И надо сказать, что одно из самых сильных и страшных объяснений лемовской философии содержится в «Гласе Божьем». Я просто прочту этот кусок, который когда-то меня потряс. Вот все говорят, что безэмоциональный Лем, холодный Лем. Посмотрите, какой страшный Лем на самом деле:

«Его схватили на улице вместе с другими случайными прохожими; — это воспоминания Раппопорта, одного из участников проекта,— их расстреливали группами во дворе недавно разбомблённой тюрьмы, одно крыло которой ещё горело. Раппопорт описывал подробности этой операции очень спокойно. Столпившись у стены, которая грела им спины, как громадная печь, они не видели самой экзекуции — место казни загораживала полуразрушенная стена;

Раппопорту запомнился молодой человек, который, подбежав к немецкому жандарму, начал кричать, что он не еврей,— но кричал он это по-еврейски (на идиш), видимо, не зная немецкого языка. Раппопорт ощутил сумасшедший комизм ситуации; и тут всего важнее для него стало сберечь до конца ясность сознания — ту самую, что позволяла ему смотреть на эту сцену с интеллектуальной дистанции,— вообще главное, что есть для Лема в мире — это интеллектуальная дистанция.— Однако для этого необходимо было — деловито и неторопливо объяснял он мне, как человеку «с той стороны», найти какую-то ценность вовне, какую-то опору для ума; а так как никакой опоры у него не было, он решил уверовать в перевоплощение, хотя бы на пятнадцать-двадцать минут — этого ему бы хватило. Но уверовать отвлечённо, абстрактно не получалось никак, и тогда он выбрал среди офицеров, стоявших поодаль от места казни, одного, который выделялся своим обликом.

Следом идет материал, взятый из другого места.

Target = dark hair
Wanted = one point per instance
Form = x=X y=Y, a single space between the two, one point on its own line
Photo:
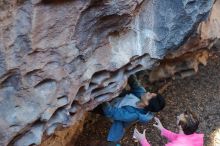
x=190 y=123
x=156 y=104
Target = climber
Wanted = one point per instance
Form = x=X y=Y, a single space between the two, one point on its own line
x=135 y=105
x=187 y=123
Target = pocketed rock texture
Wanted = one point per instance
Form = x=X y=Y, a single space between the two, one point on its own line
x=60 y=58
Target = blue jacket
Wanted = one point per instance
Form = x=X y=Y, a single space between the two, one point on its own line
x=125 y=115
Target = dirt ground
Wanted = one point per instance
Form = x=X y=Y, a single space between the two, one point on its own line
x=200 y=93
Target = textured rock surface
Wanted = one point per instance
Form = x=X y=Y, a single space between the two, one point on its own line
x=59 y=58
x=186 y=60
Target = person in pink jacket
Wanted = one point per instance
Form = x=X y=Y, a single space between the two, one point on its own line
x=187 y=123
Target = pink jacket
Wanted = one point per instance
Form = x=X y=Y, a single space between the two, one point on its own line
x=179 y=139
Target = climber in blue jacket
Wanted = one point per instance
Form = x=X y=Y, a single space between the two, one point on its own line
x=137 y=105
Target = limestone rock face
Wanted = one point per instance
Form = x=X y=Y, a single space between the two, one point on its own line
x=60 y=58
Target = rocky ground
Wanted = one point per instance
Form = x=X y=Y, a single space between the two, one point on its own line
x=200 y=93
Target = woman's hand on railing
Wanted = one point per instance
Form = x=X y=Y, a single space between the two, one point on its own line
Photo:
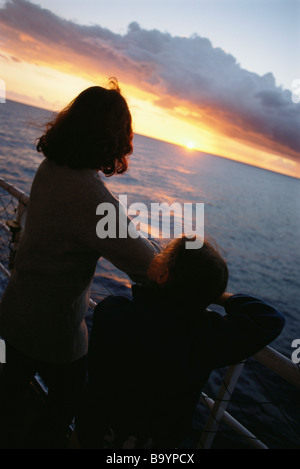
x=223 y=298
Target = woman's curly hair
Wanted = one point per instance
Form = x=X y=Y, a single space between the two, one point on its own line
x=94 y=131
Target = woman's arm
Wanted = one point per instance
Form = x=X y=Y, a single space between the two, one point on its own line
x=106 y=231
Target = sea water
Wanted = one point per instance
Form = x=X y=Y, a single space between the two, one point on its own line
x=251 y=213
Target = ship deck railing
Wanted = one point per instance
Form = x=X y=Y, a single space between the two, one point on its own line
x=14 y=208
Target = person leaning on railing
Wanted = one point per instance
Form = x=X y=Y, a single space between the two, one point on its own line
x=42 y=312
x=150 y=356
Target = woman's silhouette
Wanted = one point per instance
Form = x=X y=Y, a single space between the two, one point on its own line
x=42 y=312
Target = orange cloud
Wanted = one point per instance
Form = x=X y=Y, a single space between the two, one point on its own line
x=184 y=80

Это был бог войны — молодой, статный, высокий; серебряное шитьё его мундира словно бы поседело или подёрнулось пеплом от жара. Он был в полном боевом снаряжении. Экзекуция шла уже давно, с самого утра, пламя успело подобраться к ранее расстрелянным, которые лежали в углу двора, и оттуда разило жарким смрадом горящих тел. Впрочем — и об этом не забыл Раппопорт,— сладковатый трупный запах он уловил лишь после того, как увидел платок в руке офицера. Он внушил себе, что в тот миг, когда его, Раппопорта, расстреляют, он перевоплотится в этого немца.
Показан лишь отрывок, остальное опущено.